Bety Herschman, di Ir Amin, una ong che si batte per Gerusalemme capitale aperta per palestinesi ed ebrei, sottolinea la «pericolosità» del progetto di Katz e Kish. «Nel silenzio generale il governo Netanyahu potrebbe approvare un piano che cambierà la faccia di Gerusalemme, facendone una città non più per due popoli ma per uno soltanto.
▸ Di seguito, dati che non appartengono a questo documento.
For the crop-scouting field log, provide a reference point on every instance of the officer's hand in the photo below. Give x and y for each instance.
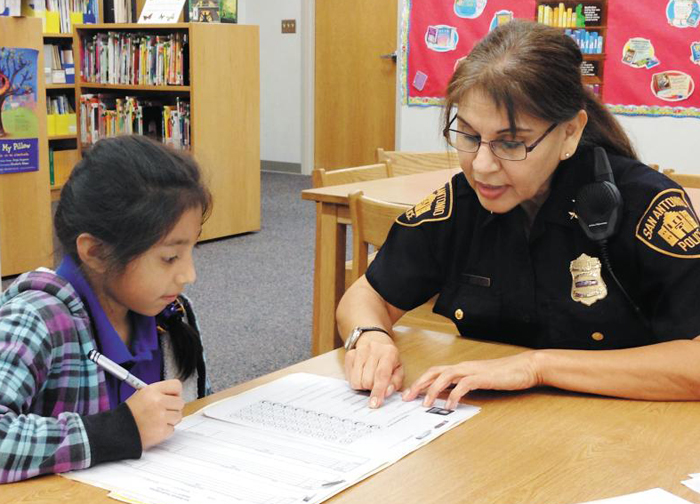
(374, 365)
(516, 372)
Questo progetto è volto ad assorbire tre blocchi (di colonie israeliane) e a sradicare i residenti palestinesi che vivono in sobborghi situati all’interno dei confini municipali di Gerusalemme ma al di fuori della barriera di separazione», spiega Herschman al manifesto.

Nei mesi scorsi una deputata del Likud, Anat Berko, ha «suggerito» al premier Netanyahu di modificare il percorso del Muro in modo da creare sul terreno le condizioni per «trasferire» all’Autorità Nazionale di Abu Mazen i sobborghi palestinesi di Gerusalemme nel quadro di una soluzione in due fasi: la loro trasformazione in “Area B” (amministrazione civile ai palestinesi e sicurezza a Israele) in un primo momento e, tra qualche anno, in “Area A” (controllo pieno palestinese). In tal modo 200mila palestinesi (forse 300mila) saranno espulsi da Gerusalemme.

Ne ricaverebbero un vantaggio, ha spiegato Berko, anche lo Stato e il Comune di Gerusalemme non più chiamati a garantire assistenza sanitaria, sociale e ambientale a un numero così alto di «arabi». Ma la “riduzione” del numero dei palestinesi residenti a Gerusalemme non è solo un progetto della destra. Qualche mese fa il Partito laburista aveva proposto un piano simile per Gerusalemme Est, anche se meno brutale. Di recente il leader del partito, Avi Gabbai, si è dichiarato contro qualsiasi ipotesi di sgombero delle colonie israeliane nel quadro di un accordo di pace. Neanche una ha detto.